Energiewende: Bauwirtschaft fordert Innovationsschub

News | Frank Kessler | 24.09.2020
Energiewende: Bauwirtschaft fordert Innovationsschub
Foto: Viessmann

Für eine effiziente Energiewende fordern aktuell sieben Unternehmen der Elektro-, Klima- und Solar-Branche einen Innovationsschub für ein dezentrales und vernetztes elektrisches Energiesystem. Aus ihrer Sicht erschließt solch ein Innovationsschub Zukunftsmärkte und schafft Arbeitsplätze in Industrie und Handwerk. Großes Potenzial sehen sie in der Kombination von Photovoltaik mit Systemen wie E-Auto-Ladestationen und strombasierter Wärmeerzeugung. Anlass ihrer Forderung ist der beschlossene Entwurf der Novelle zur Änderung des Erneuerbare-Energien-Gesetzes (EEG).

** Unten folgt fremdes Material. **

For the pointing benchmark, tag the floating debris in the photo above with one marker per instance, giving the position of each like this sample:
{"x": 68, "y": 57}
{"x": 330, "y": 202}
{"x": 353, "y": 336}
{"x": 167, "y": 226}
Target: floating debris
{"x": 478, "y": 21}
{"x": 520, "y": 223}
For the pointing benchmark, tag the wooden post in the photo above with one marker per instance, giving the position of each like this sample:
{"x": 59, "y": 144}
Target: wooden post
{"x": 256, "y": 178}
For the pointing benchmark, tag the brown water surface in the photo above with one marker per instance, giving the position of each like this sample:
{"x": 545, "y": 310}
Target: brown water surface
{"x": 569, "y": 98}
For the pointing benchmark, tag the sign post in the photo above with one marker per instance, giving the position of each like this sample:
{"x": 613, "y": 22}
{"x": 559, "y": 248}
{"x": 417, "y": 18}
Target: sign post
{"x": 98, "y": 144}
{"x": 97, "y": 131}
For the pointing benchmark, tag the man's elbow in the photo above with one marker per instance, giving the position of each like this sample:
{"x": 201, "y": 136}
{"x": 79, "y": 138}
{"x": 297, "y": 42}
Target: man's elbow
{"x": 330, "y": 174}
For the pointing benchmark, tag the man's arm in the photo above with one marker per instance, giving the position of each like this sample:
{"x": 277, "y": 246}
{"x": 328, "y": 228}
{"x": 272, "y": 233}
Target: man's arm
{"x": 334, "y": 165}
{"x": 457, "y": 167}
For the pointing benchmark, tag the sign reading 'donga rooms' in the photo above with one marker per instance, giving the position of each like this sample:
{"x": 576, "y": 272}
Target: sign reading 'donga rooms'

Schon wieder steht der gestern vom Bundeskabinett beschlossene Entwurf der Novelle des Erneuerbare-Energien-Gesetzes (EEG) in der Kritik. Eine Allianz aus sieben Unternehmen der Bauwirtschaft fordert Nachbesserung. Bei den sieben Unternehmen handelt es sich um die Industriebetriebe Viessmann, SMA Solar Technology AG, Mennekes und Hager Group, die in ihren jeweiligen Segmenten als Weltmarktführer gelten. Ergänzt wird die Gruppe von den Elektrohandwerks-Unternehmen Bürkle + Schöck, Joost und Venn. Dringenden Handlungsbedarf für die Gesetzgebung sehen diese Unternehmen, weil für die ersten 10.000 Photovoltaik-Anlagen Ende 2020 die staatliche Förderung wegfällt. Und durch den Wegfall der Solarförderung existiert für betroffene Haushalte keine wirtschaftliche Möglichkeit mehr, ihren sauberen Strom in die Stromnetze einzuspeisen, so die Unternehmen weiter.

Die Unternehmer befürworten gute Konditionen für Anlagebetreiber

Innerhalb der nächsten fünf Jahre fallen sogar nahezu 130.000 Anlagen mit einer Gesamtleistung von einem Gigawatt aus der Förderung. Und bis zum Ende des Jahrzehnts steigt die Gesamtleistung der aus der Förderung fallenden Anlagen auf zehn Gigawatt. Um die Energiewende zu unterstützen und das Ziel zu erreichen, bis zum Jahr 2030 insgesamt 65 Prozent des Stroms aus erneuerbaren Energien zu gewinnen, plädieren die sieben Unternehmen für einen volkswirtschaftlich sinnvollen sowie für Anlagenbetreiber attraktiven Weiterbetrieb der Solaranlagen.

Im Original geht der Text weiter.